In the case of Serbeh-Yiadom v Stanbic Bank (GH) Ltd [2003-2005] 1 GLR 86, the Supreme Court held and stated thus:-
“It is a salutary and well known principle of law that a person should be given the opportunity of being heard when he is accused of any wrong doing before any action is taken against him” emphasis
See also the cases of Republic v High Court, Accra, Ex-parte Saloum (Senyo Coker , Interested Party)  I SCGLR 574 where the court reiterated the principle that failure to give a hearing is a fundamental error which should nullify proceedings made pursuant to it.
Based on the above, it is quite palpably clear that the 1st and 2nd Respondents having denied the Applicants a hearing before expunging their Land Certificate No. TD 9221 constitutes a denial of their basic fundamental rights of being heard. This in our opinion is so grave as to entitle them to succeed on their prayer.
BREACH OF THE WEDNESBURY PRINCIPLES
We are also of the considered view that, the combined decisions of the 1st Respondent, the trial High Court, and the 2nd Respondent, the public constitutional body set up to manage and administer lands generally in Ghana have acted most unreasonably that no sane person can ever comprehend that a decision can be taken to deprive the Applicants of their duly registered Land Title Certificate in what appears to be an ex-parte proceedings.

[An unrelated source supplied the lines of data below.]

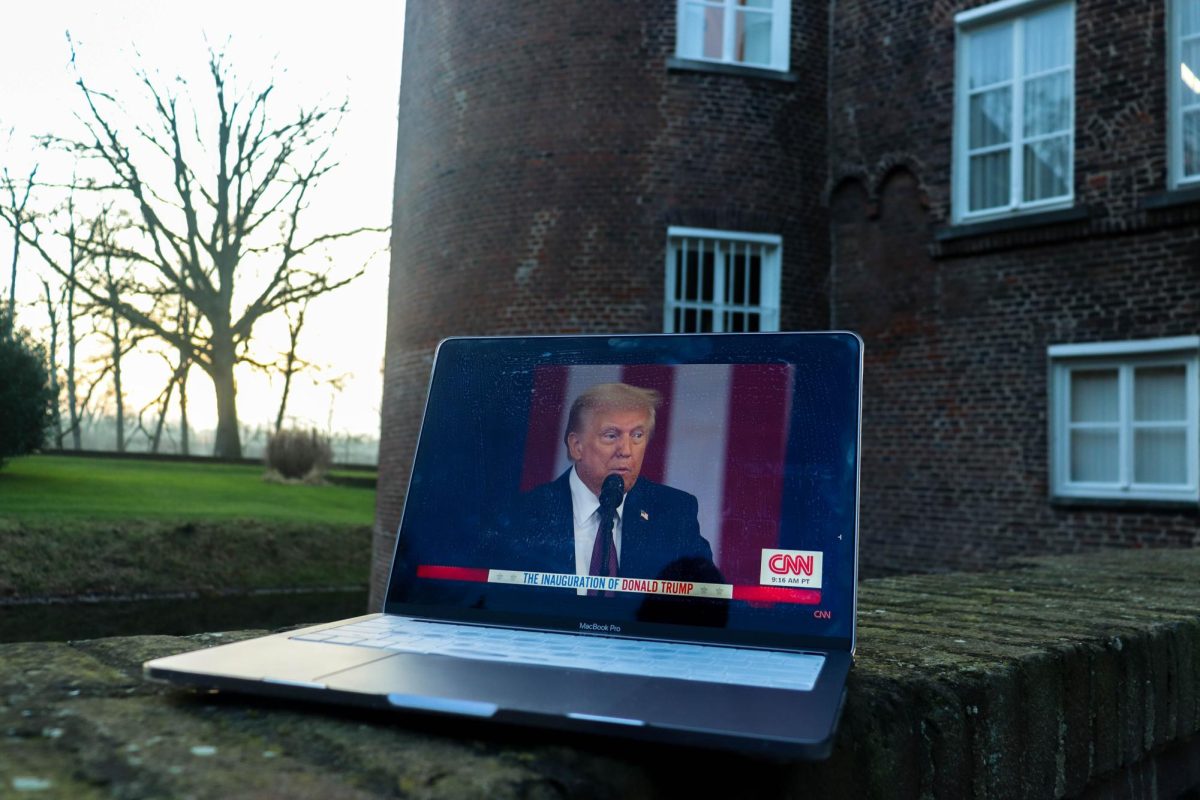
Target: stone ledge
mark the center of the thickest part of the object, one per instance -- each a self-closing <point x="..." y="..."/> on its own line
<point x="1059" y="677"/>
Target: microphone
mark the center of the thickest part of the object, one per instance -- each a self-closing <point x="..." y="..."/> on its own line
<point x="612" y="491"/>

See the cases of Associated Provincial Picture Houses v Wednesbury Corporation  1 KB 223 and the unreported Supreme Court case of Suit No. J5/45/18, dated 31/10/2018 intitutled Republic v High Court, Winneba, Ex-parte Avoke (Kwayera and others Interested Parties) where the Supreme Court exercised its supervisory jurisdiction on the ground of breach of this Wednesbury principle of unreasonableness.
In the premises, the above constitute sufficient justification for this court to exercise its supervisory jurisdiction in quashing the ruling of the High Court, Land Division, Accra coram: Eric Baah J, dated 15th April 2014 in Suit No. FAL 291/11 intitutled Robert Tettey Mensah and 2 others v Seargent Abdulai Bawa and 7 Others and same is accordingly quashed by Certiorari.

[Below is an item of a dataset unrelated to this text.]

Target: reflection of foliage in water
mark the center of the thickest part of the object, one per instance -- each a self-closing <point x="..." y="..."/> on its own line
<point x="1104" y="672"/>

Accordingly, and consistent with our ruling, we order the 2nd Respondents to embark upon the immediate cancellation of Land Certificate No. TD 13285 which was wrongly and inadvertently issued by them to the Alokoto Commey Family, and restoration of Applicants Land Certificate No. TD 9221 to them forthwith.

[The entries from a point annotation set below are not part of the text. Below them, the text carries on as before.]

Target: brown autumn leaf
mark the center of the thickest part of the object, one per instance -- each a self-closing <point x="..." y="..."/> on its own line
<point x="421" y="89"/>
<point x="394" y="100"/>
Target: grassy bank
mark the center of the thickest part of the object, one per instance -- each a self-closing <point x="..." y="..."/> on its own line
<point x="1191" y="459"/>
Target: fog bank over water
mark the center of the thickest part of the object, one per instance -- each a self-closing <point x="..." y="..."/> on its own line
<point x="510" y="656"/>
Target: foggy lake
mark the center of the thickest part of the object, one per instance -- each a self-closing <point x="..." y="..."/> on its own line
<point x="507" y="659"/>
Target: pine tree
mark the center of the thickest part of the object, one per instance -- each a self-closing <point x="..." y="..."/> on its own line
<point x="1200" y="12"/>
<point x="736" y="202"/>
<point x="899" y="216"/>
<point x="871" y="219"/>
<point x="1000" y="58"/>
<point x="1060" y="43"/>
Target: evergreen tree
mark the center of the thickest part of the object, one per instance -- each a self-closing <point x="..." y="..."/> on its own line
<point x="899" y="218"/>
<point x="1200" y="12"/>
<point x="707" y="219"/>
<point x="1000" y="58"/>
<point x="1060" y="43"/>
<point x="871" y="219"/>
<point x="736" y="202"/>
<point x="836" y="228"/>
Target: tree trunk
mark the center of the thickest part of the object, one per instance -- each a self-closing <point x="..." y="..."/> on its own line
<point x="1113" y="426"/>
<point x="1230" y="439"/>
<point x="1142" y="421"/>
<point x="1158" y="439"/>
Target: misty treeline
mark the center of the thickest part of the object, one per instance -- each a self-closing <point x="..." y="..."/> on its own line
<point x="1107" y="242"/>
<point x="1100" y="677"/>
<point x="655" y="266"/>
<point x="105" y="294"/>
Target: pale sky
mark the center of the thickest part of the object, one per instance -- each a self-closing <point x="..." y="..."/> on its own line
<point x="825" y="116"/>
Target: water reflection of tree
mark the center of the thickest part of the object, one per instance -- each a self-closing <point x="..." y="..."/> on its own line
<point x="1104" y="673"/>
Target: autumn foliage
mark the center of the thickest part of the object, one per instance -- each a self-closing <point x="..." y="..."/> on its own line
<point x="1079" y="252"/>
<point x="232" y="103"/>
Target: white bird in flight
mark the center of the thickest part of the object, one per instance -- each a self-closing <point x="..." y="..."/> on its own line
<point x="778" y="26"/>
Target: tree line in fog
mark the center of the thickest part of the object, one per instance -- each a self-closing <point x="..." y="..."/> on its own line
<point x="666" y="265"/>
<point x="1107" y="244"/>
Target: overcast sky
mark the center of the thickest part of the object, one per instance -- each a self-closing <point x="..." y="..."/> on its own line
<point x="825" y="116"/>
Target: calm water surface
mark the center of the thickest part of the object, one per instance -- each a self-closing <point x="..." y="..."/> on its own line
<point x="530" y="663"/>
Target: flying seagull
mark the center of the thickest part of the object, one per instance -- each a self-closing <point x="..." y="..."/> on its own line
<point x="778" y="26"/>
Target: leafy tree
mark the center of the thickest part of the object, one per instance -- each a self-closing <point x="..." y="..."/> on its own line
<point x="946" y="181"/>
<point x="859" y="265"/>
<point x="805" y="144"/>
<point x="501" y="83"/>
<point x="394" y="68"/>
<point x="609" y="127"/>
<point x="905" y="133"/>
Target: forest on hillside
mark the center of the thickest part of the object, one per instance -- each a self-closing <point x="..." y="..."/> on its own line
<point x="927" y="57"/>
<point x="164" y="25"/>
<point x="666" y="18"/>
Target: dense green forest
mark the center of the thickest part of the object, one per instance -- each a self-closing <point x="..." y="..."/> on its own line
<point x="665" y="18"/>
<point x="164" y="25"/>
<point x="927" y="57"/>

We hereby further advice all trial courts to be circumspect and read between the lines whenever cases are put before them like the instant Suit No. FAL 291/11 in which both the Plaintiffs and Defendants therein appeared to have come together for the common purpose of overreaching the Applicants they had already alienated their lands to.
V. J. M. DOTSE
(JUSTICE OF THE SUPREME COURT)
(JUSTICE OF THE SUPREME COURT)
- M. A DORDZIE (MRS)
(JUSTICE OF THE SUPREME COURT)
M. OWUSU (MS)
(JUSTICE OF THE SUPREME COURT)
CHRISTOPHER AMANORTEY AKWESI FOR THE APPLICANT.